Histopathologically, TARTs are similar to adrenocortical tissue [6]. They appear as large polygonal cells with abundant eosinophilic cytoplasm arranged in strands or cords separated by fibrous septae. Certain features may help to differentiate TART from Leydig cell tumours. Features such as lack of cytological atypia, low mitotic activity, dense fibrous septa, lymphoid aggregates, adipose metaplasia and prominent lipochrome pigment are more in favour of TART. Reinke crystals are confirmatory of Leydig cell tumours, but is found only in 25–40%. Reinke crystals are absent in TART. Immunohistochemically, diffuse and strong positivity for CD56, negative reactivity for the androgen receptor and focal or diffuse strong reactivity for synaptophysin are noted in TART. On the contrary, weak or negative reactivity for CD56, positive reactivity for the androgen receptor and focal weak or negative reactivity for synaptophysin are demonstrated in Leydig cell tumours [2, 7].

TART are often bilateral while Leydig cell tumours are unilateral. However, association of Leydig cell tumours and CAH have been reported in literature which are mostly unilateral [8]. Furthermore, bilateral Leydig cell tumours and coexistance of TART and Leydig cell tumours in patients with CAH were also reported in literature [9, 10].

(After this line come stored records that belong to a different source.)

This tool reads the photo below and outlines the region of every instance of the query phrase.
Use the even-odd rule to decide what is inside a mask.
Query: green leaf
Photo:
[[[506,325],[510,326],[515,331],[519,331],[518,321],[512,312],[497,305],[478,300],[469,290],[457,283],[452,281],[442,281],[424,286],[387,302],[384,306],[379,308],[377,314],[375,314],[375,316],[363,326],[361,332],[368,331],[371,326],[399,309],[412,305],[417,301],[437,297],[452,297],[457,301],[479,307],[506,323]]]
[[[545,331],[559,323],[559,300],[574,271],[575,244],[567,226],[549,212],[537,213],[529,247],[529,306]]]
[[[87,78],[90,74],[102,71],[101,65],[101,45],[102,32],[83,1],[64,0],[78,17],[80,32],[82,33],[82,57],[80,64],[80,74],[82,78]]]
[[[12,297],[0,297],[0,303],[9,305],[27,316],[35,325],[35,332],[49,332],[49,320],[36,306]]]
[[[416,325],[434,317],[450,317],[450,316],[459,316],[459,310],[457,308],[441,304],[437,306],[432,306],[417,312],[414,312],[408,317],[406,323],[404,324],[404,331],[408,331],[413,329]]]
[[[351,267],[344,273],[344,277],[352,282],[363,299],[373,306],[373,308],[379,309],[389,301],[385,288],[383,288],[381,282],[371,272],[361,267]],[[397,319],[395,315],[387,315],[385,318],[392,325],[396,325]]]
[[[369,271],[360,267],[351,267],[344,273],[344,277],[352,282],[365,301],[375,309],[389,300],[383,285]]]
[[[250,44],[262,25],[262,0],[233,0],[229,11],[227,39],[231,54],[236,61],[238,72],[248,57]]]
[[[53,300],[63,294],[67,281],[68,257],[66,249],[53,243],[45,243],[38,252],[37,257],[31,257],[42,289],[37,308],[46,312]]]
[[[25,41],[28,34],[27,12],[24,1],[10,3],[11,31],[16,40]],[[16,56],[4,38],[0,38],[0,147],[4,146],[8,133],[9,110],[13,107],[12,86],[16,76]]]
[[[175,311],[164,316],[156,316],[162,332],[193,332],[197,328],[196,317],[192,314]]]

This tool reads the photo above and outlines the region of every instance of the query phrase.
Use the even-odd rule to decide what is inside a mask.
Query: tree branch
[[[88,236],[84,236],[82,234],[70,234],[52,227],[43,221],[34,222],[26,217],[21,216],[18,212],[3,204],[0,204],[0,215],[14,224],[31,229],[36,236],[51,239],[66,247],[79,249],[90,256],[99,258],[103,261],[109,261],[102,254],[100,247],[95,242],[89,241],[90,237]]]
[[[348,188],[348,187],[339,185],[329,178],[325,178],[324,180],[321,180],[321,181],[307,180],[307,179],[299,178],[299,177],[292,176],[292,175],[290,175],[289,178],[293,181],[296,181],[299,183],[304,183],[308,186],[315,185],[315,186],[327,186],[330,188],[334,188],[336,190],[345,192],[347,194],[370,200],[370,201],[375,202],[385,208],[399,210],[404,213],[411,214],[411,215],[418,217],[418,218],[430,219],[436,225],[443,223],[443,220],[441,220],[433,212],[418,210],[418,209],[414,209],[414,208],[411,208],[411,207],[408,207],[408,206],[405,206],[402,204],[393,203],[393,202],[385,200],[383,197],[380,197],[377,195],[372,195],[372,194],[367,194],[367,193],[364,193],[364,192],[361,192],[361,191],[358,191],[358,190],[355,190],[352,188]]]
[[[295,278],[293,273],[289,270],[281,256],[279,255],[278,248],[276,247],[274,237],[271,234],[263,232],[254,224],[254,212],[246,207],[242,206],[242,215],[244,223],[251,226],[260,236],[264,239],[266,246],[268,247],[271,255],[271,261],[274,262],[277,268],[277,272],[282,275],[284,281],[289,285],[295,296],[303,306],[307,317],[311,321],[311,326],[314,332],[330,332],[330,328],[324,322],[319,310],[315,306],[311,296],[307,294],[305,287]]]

In this case report, the presence of bilateral disease with lack of cytological atypia, low mitotic activity, dense fibrous septae and lymphoid aggregates in histological analysis and diffuse reactivity for synaptophysin in immunohistochemical analysis were in favour of TART. CD56 was not available in our facility. He was then given a trial of steroids and there was marked reduction in the size of both testes. Thus clinicians should be aware of late presentation of TARTs in males with CAH to avoid misdiagnosis.

CONCLUSION

In this case, a 20-year-old young patient presented with bilateral synchronous hard testicular lesions in the background of CAH. Late presentations of TARTs are rarely seen in males with CAH, and are often misdiagnosed as primary testicular germ cell tumours or other more common benign testicular lesions. Histopathological evaluation is helpful in cases where there is a strong need for excluding a malignancy. Optimal steroid replacement is the treatment of choice and leads to regression of the lesion in the majority.